Eigenfactor Vs. Impact Factor: How Are They Different?
Eigenfactor and impact factor are two widely used measures of a journal’s value. However, they measure two different factors and cannot be used interchangeably.
Eigenfactor: How Many People Read this Journal?
Although the calculation is complicated, a journal eigenfactor is basically a measure of how many people read a journal and think its contents are important. Since this cannot be directly calculated, it is measured by counting the total number of citations a journal receives over a five-year period. Note that eigenfactor measures the total number of citations. Therefore, journal A, which publishes 1000 articles a year, will have twice the eigenfactor of journal B, which puts out 500 articles annually, if each article is cited the same number of times.
Eigenfactor is meant to measure the importance of a journal throughout the scientific community and rewards large journals that publish a variety of topics. It’s no surprise that the journal Nature, a large journal which publishes on pretty much everything in science, has the highest eigenfactor. But this is true only because its contents are considered valuable and are much read and cited.
Impact Factor: How Many People Read My Article?

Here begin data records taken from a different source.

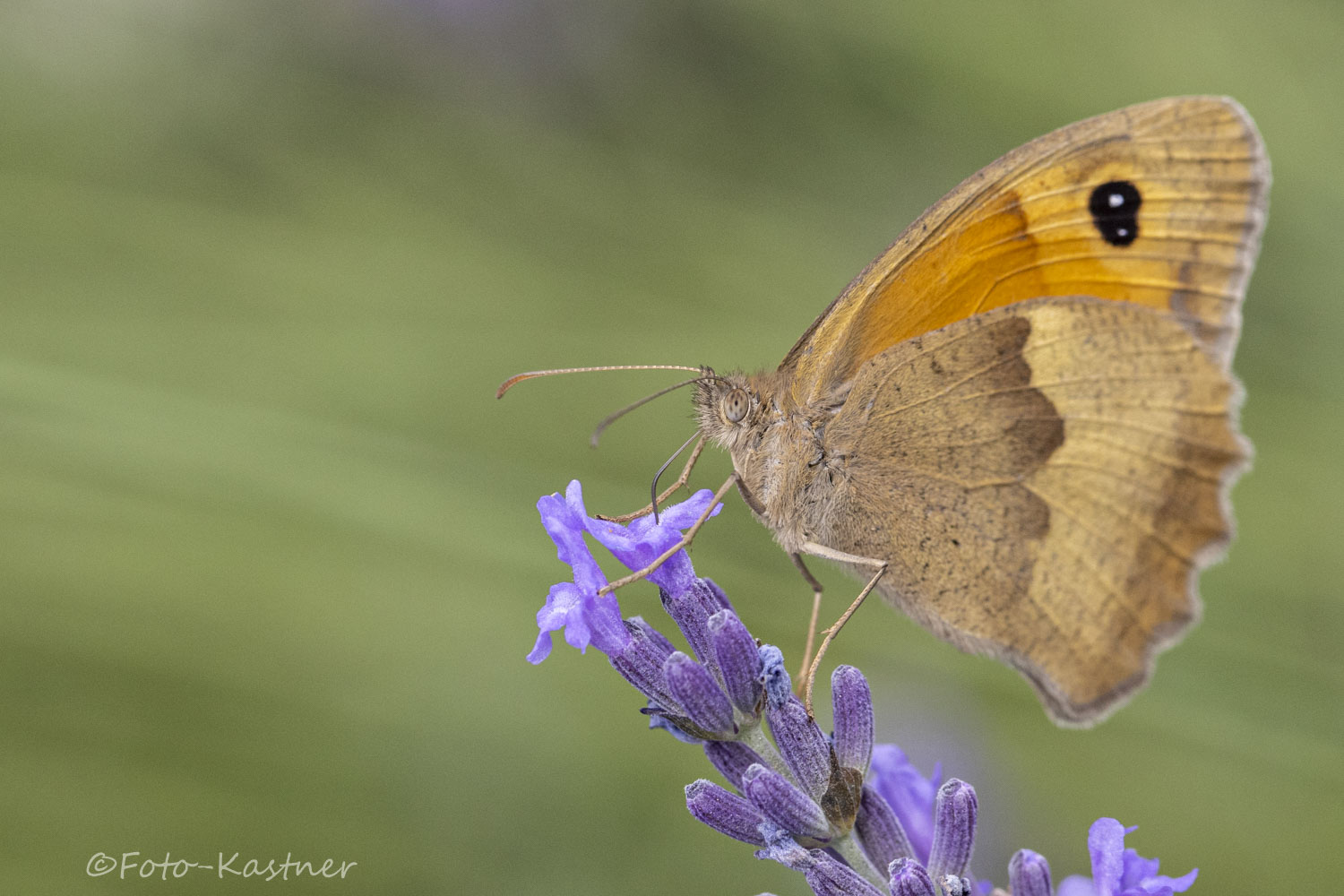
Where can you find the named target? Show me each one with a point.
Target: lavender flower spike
(1029, 874)
(785, 805)
(575, 607)
(803, 745)
(852, 707)
(739, 659)
(699, 694)
(835, 809)
(910, 879)
(1118, 871)
(954, 829)
(725, 812)
(909, 794)
(644, 540)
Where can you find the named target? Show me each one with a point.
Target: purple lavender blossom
(1118, 871)
(854, 817)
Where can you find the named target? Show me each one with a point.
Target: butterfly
(1021, 414)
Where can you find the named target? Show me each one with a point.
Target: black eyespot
(1115, 210)
(736, 406)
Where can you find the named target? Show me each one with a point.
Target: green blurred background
(271, 556)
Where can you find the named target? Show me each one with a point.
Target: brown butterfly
(1021, 419)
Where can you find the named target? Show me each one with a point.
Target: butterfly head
(728, 409)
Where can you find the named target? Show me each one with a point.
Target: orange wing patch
(1160, 204)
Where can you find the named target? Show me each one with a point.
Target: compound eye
(736, 405)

In contrast, a journal impact factor measures how many citations an individual article receives on average if published in a certain journal. Thus it is an indirect measure of how many people read an article and think it’s important. Here journal A and journal B may have identical impact factors even though their eigenfactors differ by a factor of two. But suppose the two journals had the same eigenfactor. Now the smaller journal has twice the impact factor, suggesting that either it has more readers or that readers consider its contents to be of higher quality than the bigger journal.
Which Metric to Use?
It seems to me that a measure of citations per article is a more useful metric for an individual researcher to consider when choosing a journal to submit to. A library may be more interested in a journal’s overall importance (so as to know which ones to stock) but a researcher wants to know how many people will read his particular article and think it’s important. Impact factor attempts to measure this; eigenfactor does not. This does not mean that every researcher should submit every article to Nature. Statistical metrics must be used with care. An article on the kinetics of nitroglycerin decomposition might be ignored by the readers of Nature but have an avid following in Propellants, Explosives, and Pyrotechnics. Each article has an ideal target journal and impact factor won’t tell you what it is. The most it can do is help make a choice between two journals that seem equally suitable.